L'expression ARN interférent désigne un acide ribonucléique simple ou double brin, qui interfère avec un ARN messager spécifique conduisant à sa dégradation et à la diminution de sa traduction en protéine.
L'interférence ARN a été découverte fortuitement : en 1990, Jorgensen et ses collaborateurs tentaient de renforcer la couleur pourpre de pétunias en introduisant un vecteur codant un pigment dans cette plante. De façon surprenante, certains pétunias devenaient partiellement ou totalement blancs, le gène introduit éteignant le gène naturel. En 1994, Wassenegger montra que l’introduction d’ARN double brin dans des cellules d’Arabidopsis thaliana déclenche une méthylation de l’ADN correspondant. Ce mécanisme a été initialement appelé "transcriptional gene silencing" ou TGS.
En 1998, Andrew Z. Fire et Craig C. Mello ont montré que l’on pouvait réduire spécifiquement l’expression de protéines contenues dans des cellules du nématode Caenorhabditis elegans, en introduisant de l’ARN double brin dans celles-ci. Ce phénomène fut alors nommé ARN interférence. L’ARN interférent se lie spécifiquement avec l’ARN messager (ARNm) cible, conduisant à la dégradation de celui-ci et de ce fait à l'inhibition de l'expression de la protéine correspondante. Ces deux chercheurs ont reçu le 2 octobre 2006 le prix Nobel de physiologie et de médecine pour leurs travaux.
Ce mécanisme d'ARN interférence, qui a probablement été sélectionné au cours de l'évolution comme un moyen de protection contre l'introduction de génomes étrangers, notamment viraux, a été très utile pour comprendre la fonction de certains gènes chez le nématode C. elegans ou d'autres organismes : en observant le phénotype résultant de l'interférence on peut en déduire la fonction du gène. Cependant jusqu'en 2001, il était impossible d'utiliser cette approche dans les cellules de mammifères. En effet, les Mammifères ont développé une réponse antivirale particulière : la présence d'ARN doubles brins de grande taille induit l'activation de la voie interféron qui aboutit à la dégradation des ARN cellulaires, quelle que soit leur séquence. Cette dégradation conduit à la mort de la cellule infectée. Les tentatives effectuées pour utiliser l'ARN interférence comme on le faisait chez les nématodes conduisaient par conséquent à cette mort cellulaire sans aucune spécificité.

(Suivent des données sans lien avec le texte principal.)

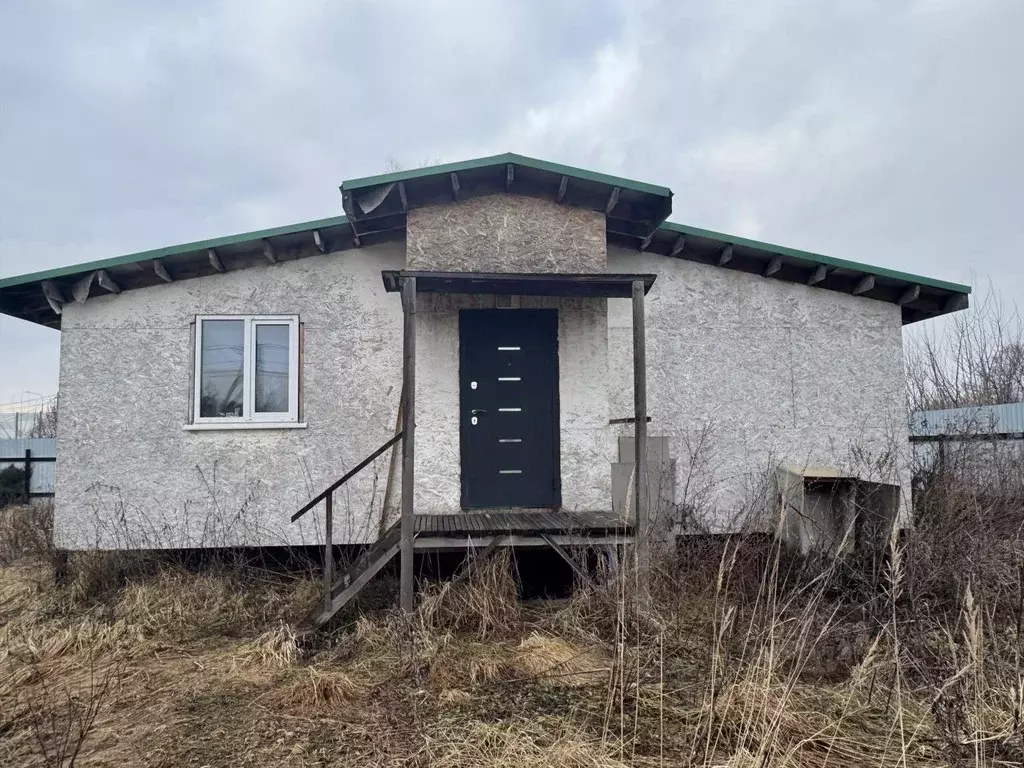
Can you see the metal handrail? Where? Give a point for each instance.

Cependant, en 2001, Thomas Tuschl, alors chercheur post-doctoral chez Phillip A. Sharp, eut une idée remarquable : lorsque l'on introduit des ARN double brins longs chez C. elegans, on observe que des petits ARN doubles brins courts, de 21 à 25 paires de bases sont générés. On sait maintenant que c'est la protéine éminceuse "Dicer" qui génère ces "small interfering RNA" ou siRNA. L'idée de Tuschl fut d'introduire directement les siRNA dans les cellules de mammifères. Cette manipulation provoqua l'interférence ARN sans déclencher la réponse interféron non spécifique.

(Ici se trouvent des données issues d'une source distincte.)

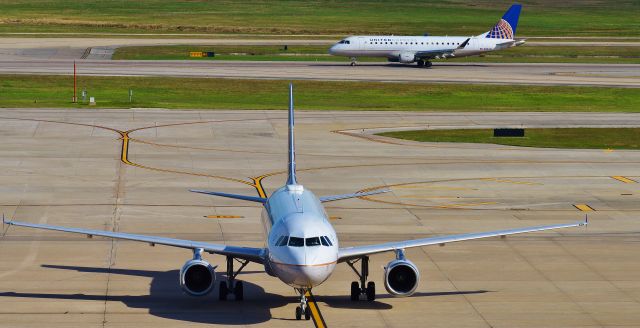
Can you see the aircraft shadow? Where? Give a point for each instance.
(166, 299)
(343, 302)
(406, 66)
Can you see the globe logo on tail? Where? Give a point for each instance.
(502, 30)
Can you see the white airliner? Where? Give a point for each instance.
(301, 246)
(421, 49)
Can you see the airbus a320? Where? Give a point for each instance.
(301, 246)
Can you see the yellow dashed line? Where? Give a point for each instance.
(584, 207)
(624, 179)
(224, 217)
(511, 181)
(318, 320)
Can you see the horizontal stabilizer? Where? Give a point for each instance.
(332, 198)
(235, 196)
(464, 44)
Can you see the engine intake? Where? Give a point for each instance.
(197, 277)
(401, 277)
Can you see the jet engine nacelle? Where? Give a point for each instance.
(407, 57)
(401, 277)
(197, 277)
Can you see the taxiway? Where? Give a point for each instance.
(66, 167)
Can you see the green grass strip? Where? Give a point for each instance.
(203, 93)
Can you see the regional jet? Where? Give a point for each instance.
(422, 49)
(301, 246)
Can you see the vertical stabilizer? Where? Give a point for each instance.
(291, 180)
(506, 27)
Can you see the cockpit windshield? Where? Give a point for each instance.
(300, 242)
(313, 241)
(296, 242)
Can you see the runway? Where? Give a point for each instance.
(66, 167)
(627, 76)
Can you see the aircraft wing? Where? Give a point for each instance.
(331, 198)
(246, 253)
(348, 253)
(448, 52)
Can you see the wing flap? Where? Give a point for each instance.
(358, 251)
(247, 253)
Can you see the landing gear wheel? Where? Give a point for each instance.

En 2006, plus de 14000 articles scientifiques faisaient référence à cette technique d'interférence ARN, montrant l'extraordinaire intérêt que les chercheurs lui portent. L'utilisation de siRNA pour étudier la fonction d'un gène chez les mammifères est devenue en très peu d'années une technique de base, utilisée par des biologistes de toutes disciplines.
Depuis plusieurs années d'autres techniques destinées à inhiber l'expression d'un gène avaient été mises au point. Les plus connues utilisent des antisens, des ribozymes, des aptamères, des oligonucléotides antisens. Par rapport à toutes ces techniques, l'ARN interférence s'est révélée tout à la fois plus efficace et beaucoup plus souple au niveau du choix de la séquence cible et techniquement simple à mettre en œuvre au laboratoire ce qui explique sa très grande popularité. De nombreux gènes sont surexprimés ou exprimés au mauvais endroit ou au mauvais moment dans de nombreuses pathologies. La possibilité de pouvoir inhiber ces expressions pathologiques est un espoir important pour soigner ces nombreuses maladies, au premier rang desquelles on trouve les cancers. Il est remarquable de voir que moins de cinq ans après l'article de Tuschl et coll. des essais cliniques sont déjà en cours chez l'Homme pour traiter des pathologies oculaires (dégénérescence maculaire liée à l'âge) et certaines pathologies virales (virus syncitial respiratoire). Ces essais n'ont pour le moment révélé aucune toxicité particulière et ont montré une bonne efficacité ce qui est encourageant mais doit être confirmé par des essais à plus grande échelle.